Tim Maddison

Personal information
- Full name: Tim Maddison
- Born: 26 July 1973 (age 52) Newcastle, New South Wales, Australia

Playing information
- Position: Second-row, Prop
Club
| Years | Team | Pld | T | G | FG | P |
| 1993–95 | Newcastle Knights | 12 | 0 | 0 | 0 | 0 |
| 1996 | Eastern Suburbs | 18 | 0 | 0 | 0 | 0 |
| 1997 | Hunter Mariners | 16 | 1 | 0 | 0 | 4 |
| 1998–00 | Cronulla Sharks | 40 | 2 | 0 | 0 | 8 |
| 2001–02 | North Qld Cowboys | 27 | 2 | 0 | 0 | 8 |
| 2003 | Newcastle Knights | 2 | 0 | 0 | 0 | 0 |
|  | Total | 115 | 5 | 0 | 0 | 20 |
- Source: As of 15 January 2019

= Tim Maddison =

Australian rugby league footballer

Tim Maddison (born 1973) is an Australian former professional rugby league footballer who played in the 1990s and 2000s. He played for the Newcastle Knights from 1993 to 1995 and 2003, then Eastern Suburbs in 1996, the Hunter Mariners in 1997, the Cronulla-Sutherland Sharks from 1998 to 2000 and finally the North Queensland Cowboys from 2001 to 2002, as a or .

==Playing career==
Maddison made his first grade debut for Newcastle in round 9 1993 against Cronulla.
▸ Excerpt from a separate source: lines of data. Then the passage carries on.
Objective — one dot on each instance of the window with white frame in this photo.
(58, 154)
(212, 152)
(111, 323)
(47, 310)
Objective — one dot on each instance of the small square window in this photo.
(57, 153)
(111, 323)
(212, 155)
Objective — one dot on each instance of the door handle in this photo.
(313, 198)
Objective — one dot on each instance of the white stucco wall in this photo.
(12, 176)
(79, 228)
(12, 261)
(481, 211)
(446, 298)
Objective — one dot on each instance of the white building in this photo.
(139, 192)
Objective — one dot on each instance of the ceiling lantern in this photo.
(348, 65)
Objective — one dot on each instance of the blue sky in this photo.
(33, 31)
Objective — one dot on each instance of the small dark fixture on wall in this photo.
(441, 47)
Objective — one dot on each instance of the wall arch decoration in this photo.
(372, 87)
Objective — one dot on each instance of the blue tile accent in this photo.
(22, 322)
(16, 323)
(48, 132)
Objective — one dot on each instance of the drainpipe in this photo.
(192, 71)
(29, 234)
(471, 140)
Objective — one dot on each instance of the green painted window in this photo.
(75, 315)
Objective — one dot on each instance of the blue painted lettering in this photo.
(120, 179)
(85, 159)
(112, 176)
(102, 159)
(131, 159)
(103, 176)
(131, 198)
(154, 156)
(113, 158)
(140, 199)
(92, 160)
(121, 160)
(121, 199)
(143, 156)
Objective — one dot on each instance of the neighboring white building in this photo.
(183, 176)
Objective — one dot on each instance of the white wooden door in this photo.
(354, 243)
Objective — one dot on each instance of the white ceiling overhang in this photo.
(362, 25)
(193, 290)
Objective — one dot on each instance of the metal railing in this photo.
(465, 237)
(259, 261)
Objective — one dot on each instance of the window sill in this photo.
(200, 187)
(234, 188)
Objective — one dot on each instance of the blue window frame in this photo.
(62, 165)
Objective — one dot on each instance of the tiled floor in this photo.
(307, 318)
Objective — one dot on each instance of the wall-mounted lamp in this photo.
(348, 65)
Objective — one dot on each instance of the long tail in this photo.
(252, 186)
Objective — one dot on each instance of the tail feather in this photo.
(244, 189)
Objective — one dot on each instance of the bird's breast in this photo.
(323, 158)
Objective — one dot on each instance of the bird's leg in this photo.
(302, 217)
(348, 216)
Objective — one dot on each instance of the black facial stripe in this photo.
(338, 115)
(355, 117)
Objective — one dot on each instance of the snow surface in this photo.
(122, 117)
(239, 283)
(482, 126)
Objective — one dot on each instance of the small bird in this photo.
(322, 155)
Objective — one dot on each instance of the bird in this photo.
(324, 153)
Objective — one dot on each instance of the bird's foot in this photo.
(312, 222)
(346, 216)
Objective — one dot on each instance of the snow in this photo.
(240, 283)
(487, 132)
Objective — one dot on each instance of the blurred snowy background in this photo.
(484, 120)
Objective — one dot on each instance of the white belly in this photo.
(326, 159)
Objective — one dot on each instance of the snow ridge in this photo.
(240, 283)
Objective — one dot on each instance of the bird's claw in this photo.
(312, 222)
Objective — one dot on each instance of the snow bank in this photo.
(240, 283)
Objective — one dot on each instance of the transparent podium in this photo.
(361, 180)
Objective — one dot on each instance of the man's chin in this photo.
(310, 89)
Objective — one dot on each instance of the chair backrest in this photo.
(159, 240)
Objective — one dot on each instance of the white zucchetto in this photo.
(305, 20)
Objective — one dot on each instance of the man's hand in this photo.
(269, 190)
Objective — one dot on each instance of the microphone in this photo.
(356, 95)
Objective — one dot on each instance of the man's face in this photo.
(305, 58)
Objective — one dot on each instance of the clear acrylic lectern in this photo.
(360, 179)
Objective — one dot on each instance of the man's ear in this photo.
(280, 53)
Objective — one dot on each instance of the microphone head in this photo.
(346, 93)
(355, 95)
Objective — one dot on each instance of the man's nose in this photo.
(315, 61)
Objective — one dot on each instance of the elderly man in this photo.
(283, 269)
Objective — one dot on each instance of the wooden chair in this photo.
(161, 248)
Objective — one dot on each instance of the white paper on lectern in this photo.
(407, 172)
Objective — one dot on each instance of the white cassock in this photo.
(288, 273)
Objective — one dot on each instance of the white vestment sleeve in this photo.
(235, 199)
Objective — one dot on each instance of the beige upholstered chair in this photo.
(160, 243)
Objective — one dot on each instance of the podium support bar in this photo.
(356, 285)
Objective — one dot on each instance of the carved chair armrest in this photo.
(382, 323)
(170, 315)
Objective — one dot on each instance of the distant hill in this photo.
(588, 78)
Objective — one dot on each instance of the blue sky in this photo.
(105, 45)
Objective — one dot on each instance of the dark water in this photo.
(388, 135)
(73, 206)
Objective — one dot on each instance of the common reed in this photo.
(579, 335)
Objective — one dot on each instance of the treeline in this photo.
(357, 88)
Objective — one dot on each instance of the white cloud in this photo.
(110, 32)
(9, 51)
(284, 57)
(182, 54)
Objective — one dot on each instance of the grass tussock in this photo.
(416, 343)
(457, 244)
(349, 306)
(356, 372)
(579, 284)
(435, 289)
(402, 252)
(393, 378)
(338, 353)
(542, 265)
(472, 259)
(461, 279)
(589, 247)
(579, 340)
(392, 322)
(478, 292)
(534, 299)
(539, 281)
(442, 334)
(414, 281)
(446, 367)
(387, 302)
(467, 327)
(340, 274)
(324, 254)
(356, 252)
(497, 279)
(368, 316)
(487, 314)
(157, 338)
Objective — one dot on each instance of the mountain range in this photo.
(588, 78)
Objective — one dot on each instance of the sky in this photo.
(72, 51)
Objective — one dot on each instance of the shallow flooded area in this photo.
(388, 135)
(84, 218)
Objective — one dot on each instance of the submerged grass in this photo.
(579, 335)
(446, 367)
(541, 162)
In 1996, Maddison joined Eastern Suburbs and made 18 appearances for the club, one of which was the qualifying final against Manly, this was the club's first finals appearance in a number of years.

In 1997, Maddison joined super league side the Hunter Mariners and played in the club's only season. After the liquidation of Hunter Mariners, Maddison joined Cronulla-Sutherland. In 1999, Maddison made 15 appearances for Cronulla as they won the minor premiership but the player did not feature in the club's unsuccessful finals campaign.

In 2001, Maddison joined North Queensland playing two seasons with the club before returning to Newcastle in 2003. During the 2002 NRL season, Maddison was suspended for ten matches after striking Sydney Roosters player Justin Holbrook. Maddison's final game in first grade was a 48–18 loss against Canterbury.

After leaving the Cowboys at the end of the 2002 season, he joined Pia Donkeys in France.